In the first week of April, I was at a conference titled “The Asian Conference on Ethics, Religion & Philosophy” in Kobe, Japan. I presented on the need to make public policy from philosophical positions about well-being. There are a few reasons why well-being has been missing from the heart of policy-making:
First, a country’s progress is often measured by GDP growth instead of happiness.
Second, as Singapore’s late Prime Minister Lee Kuan Yew said in 1968, “Poetry is a luxury we cannot afford”. Some believe that a country cannot promote both poetry and progress concurrently.
Third, well-being is a difficult concept to define. From the field of Philosophy, there are three conceptions of well-being: Hedonic, Eudaimonic and the Capability approach. The first approach sees life as a pursuit of pleasurable experiences. This focuses on the outcomes.
However, from a Eudaimonic perspective, achieving happiness does not necessarily contribute to the flourishing of one’s life. Life should more importantly be about personal fulfilment and realising one’s potential. Accordingly, the process to achieve well-being is more important than the end results.
Amartya Sen proposed another way to understand this topic. She argued that discussions of well-being should focus on one’s capacity to achieve flourishing, such as having the freedom to do so.
From the field of Psychology, there are four ways to understand well-being: Positive psychology, Flow, Subjective well-being, and Mindfulness.
Fourth, some aspects of well-being, such as empowering people to have the freedom and autonomy to make choices, do not serve authoritarian governments well.
While some countries like the UK, Australia, Canada and US have paid attention to its citizens’ well-being, their understanding still stem from an instrumentalist perspective.
There have been international efforts as well. For instance, the World Happiness Report, United Nations Human Development Index, which is inspired by the capabilities approach, Gallup State of Global Well-being Report and the Happy Planet Index by the New Economics Foundation in the UK.
Despite the differences in definitions, underpinning each perspective is its own principle.
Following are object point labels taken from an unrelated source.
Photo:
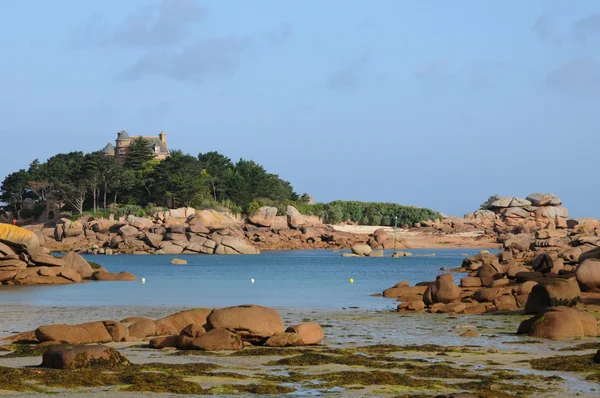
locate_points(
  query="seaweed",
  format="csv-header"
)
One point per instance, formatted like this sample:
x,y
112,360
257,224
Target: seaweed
x,y
566,363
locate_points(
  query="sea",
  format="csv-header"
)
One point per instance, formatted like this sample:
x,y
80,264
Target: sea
x,y
319,279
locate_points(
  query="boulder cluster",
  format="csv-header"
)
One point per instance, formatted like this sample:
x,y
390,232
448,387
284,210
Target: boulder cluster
x,y
230,328
187,231
24,262
547,272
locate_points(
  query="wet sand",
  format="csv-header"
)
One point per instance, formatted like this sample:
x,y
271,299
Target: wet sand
x,y
422,240
497,350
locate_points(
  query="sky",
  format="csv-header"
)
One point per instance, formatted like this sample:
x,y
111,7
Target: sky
x,y
436,104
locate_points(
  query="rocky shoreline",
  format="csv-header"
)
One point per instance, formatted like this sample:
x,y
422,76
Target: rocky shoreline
x,y
363,353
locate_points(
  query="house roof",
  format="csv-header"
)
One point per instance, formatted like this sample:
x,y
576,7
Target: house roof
x,y
162,148
109,149
123,136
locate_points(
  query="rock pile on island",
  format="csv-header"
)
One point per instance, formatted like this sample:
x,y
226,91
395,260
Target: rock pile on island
x,y
190,231
547,272
23,261
229,328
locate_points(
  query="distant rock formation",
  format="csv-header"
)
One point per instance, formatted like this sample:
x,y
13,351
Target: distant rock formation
x,y
24,262
187,231
535,211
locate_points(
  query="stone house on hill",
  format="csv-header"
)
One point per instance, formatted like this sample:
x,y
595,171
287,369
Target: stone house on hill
x,y
157,143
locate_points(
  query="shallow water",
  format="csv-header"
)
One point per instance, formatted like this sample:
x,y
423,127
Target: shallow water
x,y
304,279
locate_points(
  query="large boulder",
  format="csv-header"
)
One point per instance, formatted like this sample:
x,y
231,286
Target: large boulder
x,y
12,264
361,250
403,292
6,250
111,276
310,332
294,218
543,263
589,254
98,332
77,263
103,226
286,339
174,324
264,216
443,290
518,243
117,330
553,292
153,239
83,356
235,245
163,342
588,275
544,199
211,220
128,231
142,329
218,339
187,335
140,223
70,334
40,258
19,237
253,323
560,323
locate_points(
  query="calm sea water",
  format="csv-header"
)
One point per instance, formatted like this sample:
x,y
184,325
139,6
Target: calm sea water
x,y
304,279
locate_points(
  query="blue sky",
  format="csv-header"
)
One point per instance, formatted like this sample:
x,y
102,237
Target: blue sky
x,y
432,103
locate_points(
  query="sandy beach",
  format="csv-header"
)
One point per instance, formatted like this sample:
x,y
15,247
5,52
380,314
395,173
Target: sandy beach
x,y
422,240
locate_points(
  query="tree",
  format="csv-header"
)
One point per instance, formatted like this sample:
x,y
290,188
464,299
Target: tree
x,y
183,179
218,168
14,187
139,152
99,169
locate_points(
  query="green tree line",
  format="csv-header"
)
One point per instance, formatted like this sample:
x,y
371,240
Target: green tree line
x,y
95,182
138,185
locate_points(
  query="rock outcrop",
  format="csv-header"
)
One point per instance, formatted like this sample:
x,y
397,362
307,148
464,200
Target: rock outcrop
x,y
211,330
253,323
558,323
24,262
83,356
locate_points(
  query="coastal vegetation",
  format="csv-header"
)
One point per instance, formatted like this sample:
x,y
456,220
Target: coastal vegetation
x,y
96,184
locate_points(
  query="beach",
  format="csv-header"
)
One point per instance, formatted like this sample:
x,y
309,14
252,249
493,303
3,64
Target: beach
x,y
396,343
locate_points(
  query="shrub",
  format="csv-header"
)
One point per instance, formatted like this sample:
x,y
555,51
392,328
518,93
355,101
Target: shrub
x,y
126,210
65,214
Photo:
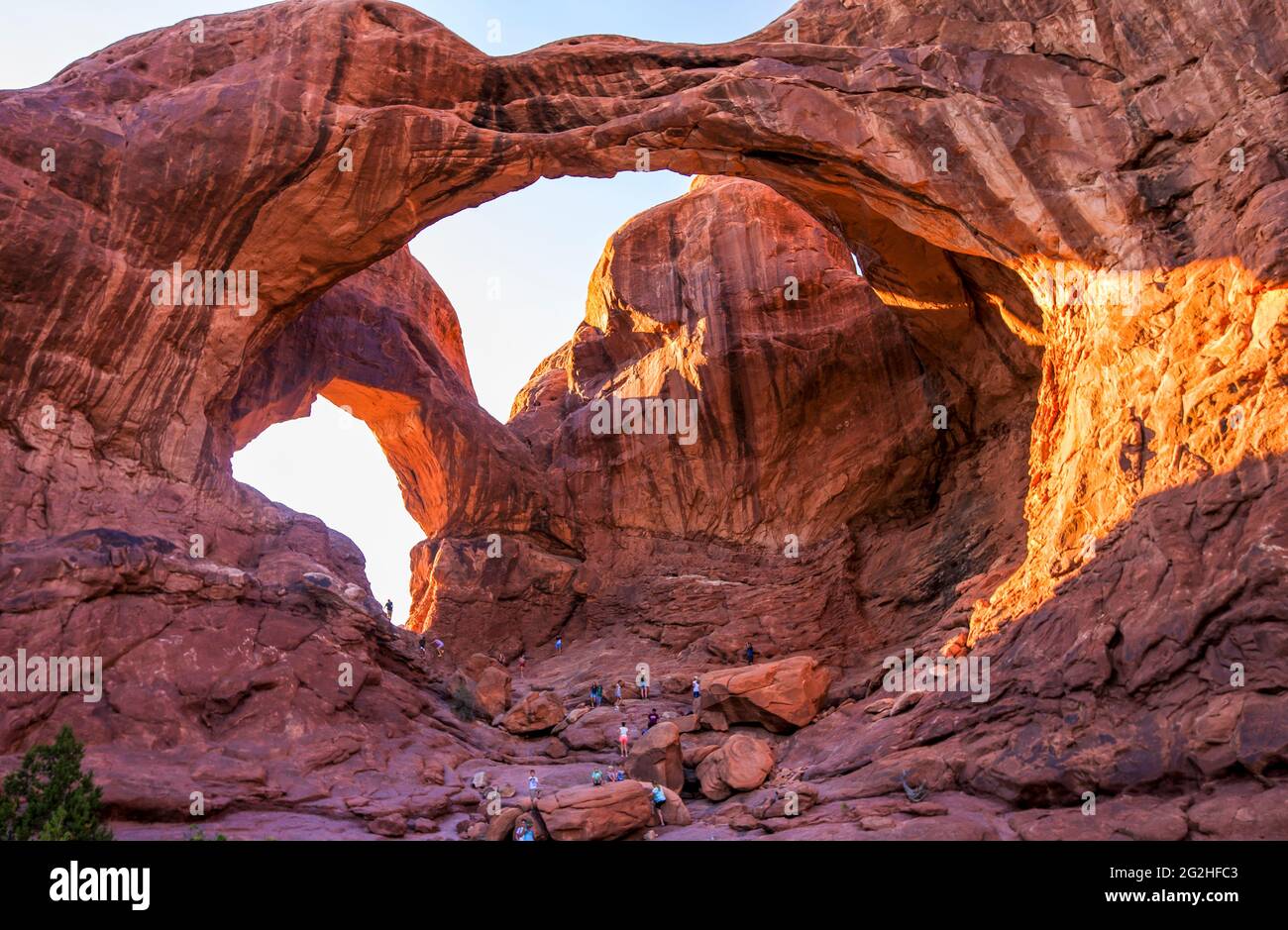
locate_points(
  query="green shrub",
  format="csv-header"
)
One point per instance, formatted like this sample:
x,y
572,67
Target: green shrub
x,y
50,797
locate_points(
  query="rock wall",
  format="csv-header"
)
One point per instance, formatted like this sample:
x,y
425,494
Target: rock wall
x,y
1072,232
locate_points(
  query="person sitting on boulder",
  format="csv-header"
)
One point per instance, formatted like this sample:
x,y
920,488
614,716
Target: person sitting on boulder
x,y
658,800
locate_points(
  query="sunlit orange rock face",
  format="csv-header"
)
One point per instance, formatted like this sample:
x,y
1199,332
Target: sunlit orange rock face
x,y
803,501
1072,231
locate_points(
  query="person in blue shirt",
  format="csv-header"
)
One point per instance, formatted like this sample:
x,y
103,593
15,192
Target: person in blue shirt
x,y
658,800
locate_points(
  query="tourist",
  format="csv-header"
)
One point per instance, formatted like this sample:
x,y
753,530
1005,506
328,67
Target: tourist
x,y
658,800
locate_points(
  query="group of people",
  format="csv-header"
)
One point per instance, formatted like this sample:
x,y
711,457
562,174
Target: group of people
x,y
526,831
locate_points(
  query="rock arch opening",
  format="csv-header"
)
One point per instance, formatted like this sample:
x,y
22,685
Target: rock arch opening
x,y
330,465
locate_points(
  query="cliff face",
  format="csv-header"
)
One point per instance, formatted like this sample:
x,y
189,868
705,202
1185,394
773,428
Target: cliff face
x,y
809,504
1072,231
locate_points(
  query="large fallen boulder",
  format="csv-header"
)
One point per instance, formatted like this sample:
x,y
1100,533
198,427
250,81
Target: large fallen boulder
x,y
780,695
595,729
657,757
492,684
741,764
604,811
483,684
537,712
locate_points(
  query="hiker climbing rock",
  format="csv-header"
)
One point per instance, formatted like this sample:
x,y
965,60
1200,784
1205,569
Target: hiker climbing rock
x,y
914,793
658,800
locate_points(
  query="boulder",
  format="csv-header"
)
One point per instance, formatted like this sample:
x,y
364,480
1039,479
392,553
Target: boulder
x,y
741,764
657,757
780,695
606,811
492,690
539,711
593,731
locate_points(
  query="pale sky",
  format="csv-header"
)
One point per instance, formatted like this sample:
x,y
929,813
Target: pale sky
x,y
541,243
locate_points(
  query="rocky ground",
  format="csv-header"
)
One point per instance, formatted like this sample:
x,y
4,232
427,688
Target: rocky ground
x,y
1041,427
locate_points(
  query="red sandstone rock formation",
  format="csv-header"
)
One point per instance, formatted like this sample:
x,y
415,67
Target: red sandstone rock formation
x,y
1074,245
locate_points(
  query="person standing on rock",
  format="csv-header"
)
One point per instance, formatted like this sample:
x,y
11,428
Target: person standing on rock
x,y
658,800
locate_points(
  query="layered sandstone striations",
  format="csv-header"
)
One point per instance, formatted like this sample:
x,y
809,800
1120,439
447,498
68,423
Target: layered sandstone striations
x,y
1072,240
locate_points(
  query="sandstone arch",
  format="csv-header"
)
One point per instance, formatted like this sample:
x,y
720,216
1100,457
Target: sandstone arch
x,y
1057,153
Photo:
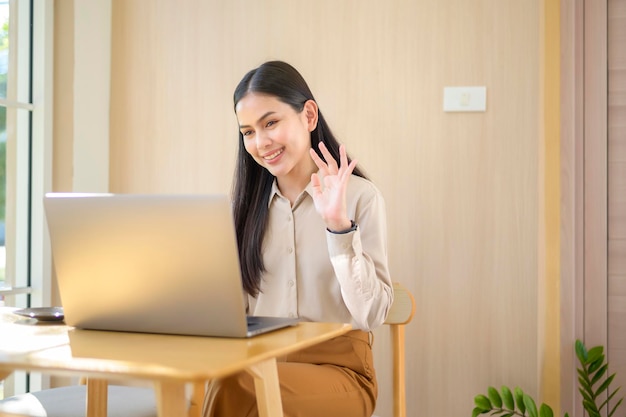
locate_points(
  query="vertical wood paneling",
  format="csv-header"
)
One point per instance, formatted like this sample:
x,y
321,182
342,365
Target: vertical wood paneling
x,y
572,197
595,175
461,189
617,190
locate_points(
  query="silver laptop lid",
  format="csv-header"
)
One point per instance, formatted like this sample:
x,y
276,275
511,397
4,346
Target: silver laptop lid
x,y
147,263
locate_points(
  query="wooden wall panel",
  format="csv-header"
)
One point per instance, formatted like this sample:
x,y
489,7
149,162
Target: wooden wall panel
x,y
617,190
461,189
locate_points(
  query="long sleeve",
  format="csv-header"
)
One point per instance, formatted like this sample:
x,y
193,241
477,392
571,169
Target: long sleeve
x,y
359,259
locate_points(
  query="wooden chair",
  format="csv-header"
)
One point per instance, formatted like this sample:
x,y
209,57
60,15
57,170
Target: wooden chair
x,y
400,314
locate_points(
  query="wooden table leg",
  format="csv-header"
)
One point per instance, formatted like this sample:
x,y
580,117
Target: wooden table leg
x,y
97,397
267,388
171,401
197,399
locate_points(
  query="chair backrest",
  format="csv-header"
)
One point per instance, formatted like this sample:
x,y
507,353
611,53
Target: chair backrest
x,y
401,313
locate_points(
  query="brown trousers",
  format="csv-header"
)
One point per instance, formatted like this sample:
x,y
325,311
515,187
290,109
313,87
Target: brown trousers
x,y
335,378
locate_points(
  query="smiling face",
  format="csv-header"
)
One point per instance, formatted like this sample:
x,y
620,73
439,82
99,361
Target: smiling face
x,y
277,136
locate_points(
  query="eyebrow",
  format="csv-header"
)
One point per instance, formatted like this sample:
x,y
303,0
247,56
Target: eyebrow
x,y
269,113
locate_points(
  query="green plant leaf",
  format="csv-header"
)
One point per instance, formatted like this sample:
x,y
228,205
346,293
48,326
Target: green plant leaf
x,y
590,407
530,405
482,402
518,394
599,374
594,354
604,385
586,395
583,374
581,352
494,397
585,386
507,398
545,411
595,365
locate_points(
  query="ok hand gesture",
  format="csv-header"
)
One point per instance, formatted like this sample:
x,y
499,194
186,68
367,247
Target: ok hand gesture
x,y
329,187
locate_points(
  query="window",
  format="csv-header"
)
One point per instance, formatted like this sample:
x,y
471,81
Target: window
x,y
25,126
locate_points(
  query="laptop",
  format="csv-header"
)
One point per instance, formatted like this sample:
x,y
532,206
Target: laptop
x,y
150,263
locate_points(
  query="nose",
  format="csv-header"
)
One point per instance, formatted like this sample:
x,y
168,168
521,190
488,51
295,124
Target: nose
x,y
262,140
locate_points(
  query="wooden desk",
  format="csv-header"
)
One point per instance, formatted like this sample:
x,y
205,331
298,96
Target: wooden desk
x,y
170,361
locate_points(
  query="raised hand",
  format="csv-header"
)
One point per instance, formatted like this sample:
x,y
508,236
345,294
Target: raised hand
x,y
329,187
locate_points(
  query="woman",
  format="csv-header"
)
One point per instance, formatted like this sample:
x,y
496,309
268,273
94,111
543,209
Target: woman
x,y
312,244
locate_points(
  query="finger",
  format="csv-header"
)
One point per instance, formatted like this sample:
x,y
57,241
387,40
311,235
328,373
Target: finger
x,y
321,165
348,171
315,183
330,161
343,157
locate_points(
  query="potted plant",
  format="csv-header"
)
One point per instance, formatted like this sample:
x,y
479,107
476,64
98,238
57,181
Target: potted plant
x,y
593,384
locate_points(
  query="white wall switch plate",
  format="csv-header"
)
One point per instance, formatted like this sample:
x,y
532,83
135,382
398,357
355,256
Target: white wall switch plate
x,y
471,99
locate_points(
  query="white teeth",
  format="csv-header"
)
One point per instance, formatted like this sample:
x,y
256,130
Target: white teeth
x,y
274,155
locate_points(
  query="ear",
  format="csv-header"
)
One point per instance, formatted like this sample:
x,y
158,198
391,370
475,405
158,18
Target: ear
x,y
310,112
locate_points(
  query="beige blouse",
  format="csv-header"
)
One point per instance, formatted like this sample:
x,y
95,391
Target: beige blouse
x,y
321,276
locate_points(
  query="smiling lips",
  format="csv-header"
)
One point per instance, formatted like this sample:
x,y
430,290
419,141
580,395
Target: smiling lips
x,y
273,155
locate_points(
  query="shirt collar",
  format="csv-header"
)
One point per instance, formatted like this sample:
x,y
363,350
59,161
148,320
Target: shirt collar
x,y
276,192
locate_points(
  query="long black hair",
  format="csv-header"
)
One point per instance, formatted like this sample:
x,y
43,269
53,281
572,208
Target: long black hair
x,y
253,183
Having a guiding Philosophy helps governments – even “pragmatic” ones like Hong Kong and Singapore – decide what to do and what not to do.
Philosophy is also important from citizens’ point of view. According to Easton (2006), 81% of the people believed that directing policy towards promoting greater happiness should be the government’s primary purpose. The Office of National Statistics in the UK (2011) also published statistics reflecting similar sentiments among its citizens – 79% endorsed “life satisfaction” as a measure of national well-being compared to less than 30% who thought economic measures, like the GDP, were important.
The key challenge is that the link between happiness, flourishing and well-being has not been substantially explored, especially in the public policy realm. For instance, few governments formulate education policies by drawing from philosophical questions about what education should be. In East Asian countries, scoring well in international tests such as PISA and TIMMS is perceived as a determinant of a “good” education system.
What governments should do is to take charge by stating clearly and explicitly what they mean by “well-being” and human “flourishing” and how these notions can be policies’ ends.